There has been growing disquiet of late about disciplinary cases involving young solicitors finding themselves under extreme pressure from their employers and performing dishonest acts as a result.
In an interview with Legal Futures, Mr Nally said the question facing the tribunal in cases like this was where to draw the “red line”.
He explained: “There are many people who are working in unattractive environments where bosses are putting people under pressure or behaving shabbily towards them, or perhaps behaving in a very improper way and encouraging them to do things that they shouldn’t be doing.
“[But] if you leave your professional ethical compass at home, you’re going to be in trouble.”
He said such solicitors “have to have the courage, as difficult as that may sound”, to walk away or seek redress from their regulator or an employment tribunal.
“What I would say about those types of cases is that if, hypothetically, we have a young solicitor before the tribunal who has alleged to have done certain things, and part and parcel of the answer that the respondent offers is that my employer has caused me to do this or they did that or they procured this to happen, then there is a heavy responsibility on the SRA to look at the control mechanisms, the environment, the superior management government structures of the firm or the entity concerned and see whether there’s accountability there.
“The only way you’ll actually treat appropriately and protect the junior end of the profession is to make sure that you hold to account the senior end when they preside over an entity that allows that to happen.”
Solicitors in these situations often argue that the pressure took a toll on their mental health, and certainly the tribunal has recognised the issue in its rulings in recent years.
This has informed the SDT’s support for the idea of the SRA introducing a non-disciplinary ‘fitness to practise’ regime, which is provided for in the Legal Services Act 2007 but has not yet been activated.
Mr Nally said the range of sanctions the SDT could impose was not always the right answer for a “certain category” of solicitor, such as those who “perhaps are suffering from mental health issues that they themselves don’t recognise”.

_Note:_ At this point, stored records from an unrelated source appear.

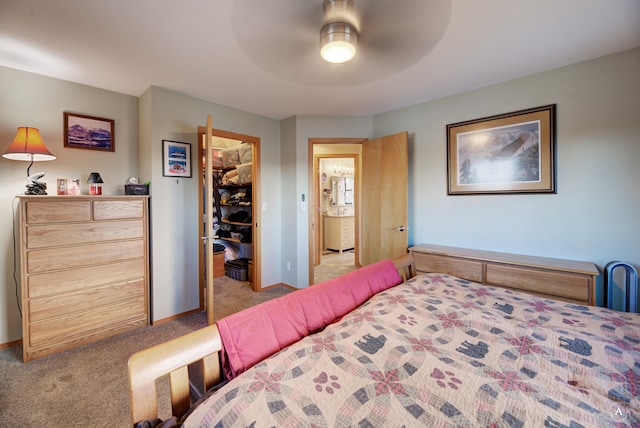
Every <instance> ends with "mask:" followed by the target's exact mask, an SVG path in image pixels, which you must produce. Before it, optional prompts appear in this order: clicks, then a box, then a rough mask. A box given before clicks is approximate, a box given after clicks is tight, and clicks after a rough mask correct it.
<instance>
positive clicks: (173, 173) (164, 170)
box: [162, 140, 191, 177]
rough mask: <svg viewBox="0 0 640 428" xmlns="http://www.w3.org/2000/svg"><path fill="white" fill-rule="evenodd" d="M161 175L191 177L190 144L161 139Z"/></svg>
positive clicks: (164, 175) (182, 176) (179, 176)
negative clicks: (161, 154) (161, 170)
mask: <svg viewBox="0 0 640 428" xmlns="http://www.w3.org/2000/svg"><path fill="white" fill-rule="evenodd" d="M162 175H163V176H165V177H191V144H189V143H181V142H179V141H170V140H162Z"/></svg>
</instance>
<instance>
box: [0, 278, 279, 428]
mask: <svg viewBox="0 0 640 428" xmlns="http://www.w3.org/2000/svg"><path fill="white" fill-rule="evenodd" d="M214 285H215V289H214V290H215V297H214V311H215V312H214V313H215V316H216V319H219V318H222V317H224V316H226V315H228V314H231V313H234V312H237V311H239V310H241V309H244V308H246V307H249V306H253V305H255V304H258V303H260V302H263V301H266V300H270V299H273V298H275V297H279V296H282V295H284V294H287V293H289V292H291V291H292V289H291V288H289V287H285V286H278V287H274V288H272V289H269V290H265V291H263V292H261V293H255V292H253V291H252V290H251V289H250V287H249V285H248V283H243V282H239V281H234V280H232V279H230V278H227V277H220V278H216V280H215V282H214ZM206 323H207V320H206V313H204V312H201V313H196V314H192V315H188V316H185V317H182V318H179V319H177V320H173V321H170V322H166V323H163V324H160V325H156V326H146V327H142V328H139V329H136V330H134V331H131V332H128V333H124V334H120V335H117V336H115V337H111V338H108V339H105V340H101V341H99V342H96V343H94V344H89V345H85V346H81V347H78V348H75V349H71V350H69V351H65V352H62V353H59V354H56V355H51V356H49V357H44V358H41V359H38V360H34V361H31V362H29V363H28V364H24V363H23V362H22V347H21V346H14V347H11V348H7V349H3V350H0V426H2V427H43V426H52V427H106V426H110V427H128V426H130V421H129V419H130V416H129V412H130V410H129V389H128V380H127V361H128V359H129V356H130V355H131V354H133V353H134V352H136V351H138V350H140V349H144V348H148V347H150V346H153V345H155V344H157V343H161V342H164V341H166V340H169V339H172V338H174V337H178V336H180V335H183V334H185V333H188V332H190V331H193V330H195V329H198V328H202V327H204V326H205V325H206ZM161 383H162V382H161ZM160 388H161V389H163V390H168V382H166V381H165V382H164V384H163V385H160ZM159 406H160V409H161V412H162V414H161V417H163V418H166V417H168V416H169V413H170V410H169V409H170V406H169V403H168V395H167V394H166V393H165V394H164V395H161V396H160V398H159Z"/></svg>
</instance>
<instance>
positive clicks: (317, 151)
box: [308, 131, 409, 284]
mask: <svg viewBox="0 0 640 428" xmlns="http://www.w3.org/2000/svg"><path fill="white" fill-rule="evenodd" d="M347 153H348V154H349V155H352V156H354V158H355V159H356V160H355V165H354V199H355V201H356V203H355V207H354V211H355V215H354V222H355V266H356V267H360V266H365V265H369V264H371V263H374V262H376V261H379V260H383V259H387V258H393V257H397V256H400V255H402V254H406V252H407V246H408V234H407V231H408V230H409V227H408V183H409V181H408V133H407V132H406V131H405V132H400V133H397V134H393V135H388V136H385V137H380V138H376V139H372V140H368V139H366V138H363V139H358V140H354V139H344V138H342V139H313V138H310V139H309V163H308V165H309V175H310V176H309V183H312V184H311V190H310V193H311V194H312V195H313V199H311V202H312V203H313V206H312V207H311V209H310V210H309V284H315V283H316V281H315V280H314V279H315V278H314V277H315V275H314V273H315V268H316V267H317V266H318V265H320V257H321V251H322V247H321V242H322V237H321V233H322V232H323V231H322V222H321V219H322V211H321V210H322V208H321V207H322V202H321V198H322V195H321V192H320V191H319V189H320V185H319V181H320V180H321V179H322V177H321V176H320V175H319V172H318V171H319V159H320V158H322V157H336V158H338V157H347Z"/></svg>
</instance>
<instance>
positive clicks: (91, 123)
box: [64, 111, 116, 152]
mask: <svg viewBox="0 0 640 428" xmlns="http://www.w3.org/2000/svg"><path fill="white" fill-rule="evenodd" d="M114 124H115V121H114V120H113V119H103V118H100V117H95V116H87V115H85V114H76V113H70V112H67V111H65V112H64V147H69V148H74V149H88V150H102V151H105V152H114V151H115V150H116V141H115V133H114V128H115V125H114Z"/></svg>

He continued: “At the end of the day if somebody is suffering from serious mental health issues that are impairing their performance so badly that they’re inflicting damage to the consumers of legal services, they cannot be allowed to continue to practise in that state.”
But it was “quite a just proposition” to say there was a different way to deal with this type of solicitor, Mr Nally said, especially as the disciplinary process itself could make things worse.
The 63-year-old former Law Society president, who continues to practise as a consultant at Bolton firm Fieldings Porter – where he was senior partner – stressed that he and his colleagues did not sit in an ivory tower when faced with issues like this.
The tribunal is made up of practising solicitors and “professional and experienced” lay members, “so we do get the pressures, stresses and strains”, he said.
“We’re not automatons and we don’t expect any of the people who are before us to have been automatons. We will forgive stupid errors that can be interpreted correctly as following the right side of the comfort line.”
Indeed, he said, the frontline experience of solicitor members was one of the reasons Mr Nally and his colleagues rejected the SRA’s call to move to lay majorities on the three-person tribunal benches.